How to describe the inherently indescribable? How to render an account of events in sequence when neither "sequence" nor "event" is a meaningful term? Words themselves are a linear sequence; this account, no matter how decoded, must be perceived as a series of images along a skein of time.

But what "occurred" when I touched the Jump command point, what "I" perceived or became in the "interval" between one nanosecond and the next bore no relation to "time" or "sequence." Nevertheless, I am now reduced to a system of translation which must force the illusion of linear sequence onto any attempt to describe the "experience."

I was still "there" on the bridge with my finger on the Jump command point and Argus' perhaps touching the one beside it in a certain sense, in that my consciousness still had access to that slice of spacetime, just as it had similar access to any other event along the geodesic solid of my lifeline.

So I did not "disappear into another continuum" in the sense that my consciousness did not translate into another timebound matrix at some remove measurable in space and time; rather did I abruptly gain awareness of "myself" as a mutating, unfolding standing wave pattern of spirit moving through the mutating, unfolding mass-energy matrix in which it arose. Which is to say my consciousness diffused down my lifeline via the annihilation of the illusion of sequential time, and I not only "experienced" but became the total spacetime pattern "perceiving itself" from outside.

My "body" frozen there with its finger on the command point was merely an arbitrary section of a flux of microenergies in the eternally unfolding macrosphere, which itself existed within the matrix of nonbeing as pure pattern flowing through its own forms, thus creating the illusion of energy and matter as interference phenomena of the intersection of "space" and "time."

To say that the "physical sensation" was akin to "endless orgasm" would be a reversal of field and ground.
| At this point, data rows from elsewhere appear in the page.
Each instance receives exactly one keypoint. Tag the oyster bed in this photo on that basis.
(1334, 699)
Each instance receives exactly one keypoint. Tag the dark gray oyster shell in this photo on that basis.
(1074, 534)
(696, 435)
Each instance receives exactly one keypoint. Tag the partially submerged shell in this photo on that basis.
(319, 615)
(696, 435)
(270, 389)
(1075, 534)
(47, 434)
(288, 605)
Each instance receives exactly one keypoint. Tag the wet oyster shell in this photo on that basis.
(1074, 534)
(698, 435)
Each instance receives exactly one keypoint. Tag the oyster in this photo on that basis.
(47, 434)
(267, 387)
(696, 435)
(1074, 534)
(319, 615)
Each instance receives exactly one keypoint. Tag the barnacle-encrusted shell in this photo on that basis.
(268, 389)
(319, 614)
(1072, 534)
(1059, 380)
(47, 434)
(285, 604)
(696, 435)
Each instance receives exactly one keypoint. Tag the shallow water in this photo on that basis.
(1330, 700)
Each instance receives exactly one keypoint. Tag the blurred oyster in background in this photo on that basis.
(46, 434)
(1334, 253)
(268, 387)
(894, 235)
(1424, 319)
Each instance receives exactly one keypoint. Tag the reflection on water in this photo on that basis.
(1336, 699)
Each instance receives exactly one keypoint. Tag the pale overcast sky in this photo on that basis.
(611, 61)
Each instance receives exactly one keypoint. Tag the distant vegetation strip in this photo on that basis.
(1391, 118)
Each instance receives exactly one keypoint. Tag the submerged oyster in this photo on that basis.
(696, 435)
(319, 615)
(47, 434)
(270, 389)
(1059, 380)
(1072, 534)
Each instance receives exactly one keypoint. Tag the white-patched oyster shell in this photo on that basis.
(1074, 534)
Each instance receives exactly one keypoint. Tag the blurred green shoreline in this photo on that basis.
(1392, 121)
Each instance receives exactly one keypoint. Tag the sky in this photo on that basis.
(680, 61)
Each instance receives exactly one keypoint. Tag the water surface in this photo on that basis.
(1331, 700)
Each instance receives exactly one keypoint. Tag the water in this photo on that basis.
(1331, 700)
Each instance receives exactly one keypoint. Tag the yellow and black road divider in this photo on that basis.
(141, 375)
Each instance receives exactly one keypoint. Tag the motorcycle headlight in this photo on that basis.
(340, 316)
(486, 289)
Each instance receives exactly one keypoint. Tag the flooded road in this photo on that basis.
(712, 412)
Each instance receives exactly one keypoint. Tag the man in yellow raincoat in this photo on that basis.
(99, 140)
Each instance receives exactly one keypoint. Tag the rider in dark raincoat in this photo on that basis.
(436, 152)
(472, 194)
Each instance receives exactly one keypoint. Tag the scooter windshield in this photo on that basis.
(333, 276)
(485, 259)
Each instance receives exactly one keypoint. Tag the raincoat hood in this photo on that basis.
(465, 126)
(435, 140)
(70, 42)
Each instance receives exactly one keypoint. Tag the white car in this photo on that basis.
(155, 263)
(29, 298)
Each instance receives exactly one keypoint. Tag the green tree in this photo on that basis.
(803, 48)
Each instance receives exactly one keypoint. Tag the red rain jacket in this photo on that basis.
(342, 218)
For the human orgasm consists of the release of a certain narrow spectrum of bioelectronic energies whose momentary free-flow through the synapses mimicks in miniature the universal untimebound reality of forms flowing "freely" out of the true Void, just as timebound notions of "paradise" and "nirvana" must be visions of this eternal universal now.

The boundaries of figure and ground, space and time, "personality" and "existence," being annihilated, "I" existed as "my" own awareness of the standing wave pattern known as Genro Kane Gupta extant as a completed and eternal subconfiguration of the completed and eternal Great and Only, the four-dimensional explosion of raw existence out of Void, the universal flow of massless, particle-less pattern itself, the Great and the Only, the One and the Lonely, the eternal sustaining orgasm itself whereby being is conjured from nothingness, creating the quotidian illusion of time.

Before me spread the "vista" of my true body as the spacetime mandala itself, the Great and Only conundrum of nothingness redoubled into being, the orgasm of the Void.

From this vantage, all things were revealed, and yet in another sense all things were occluded by an excess of light; for all things were events of the simultaneous moment and that which perceived them was the pattern of the phenomenon itself, the figure was the ground, and its awareness dissolved into the totality.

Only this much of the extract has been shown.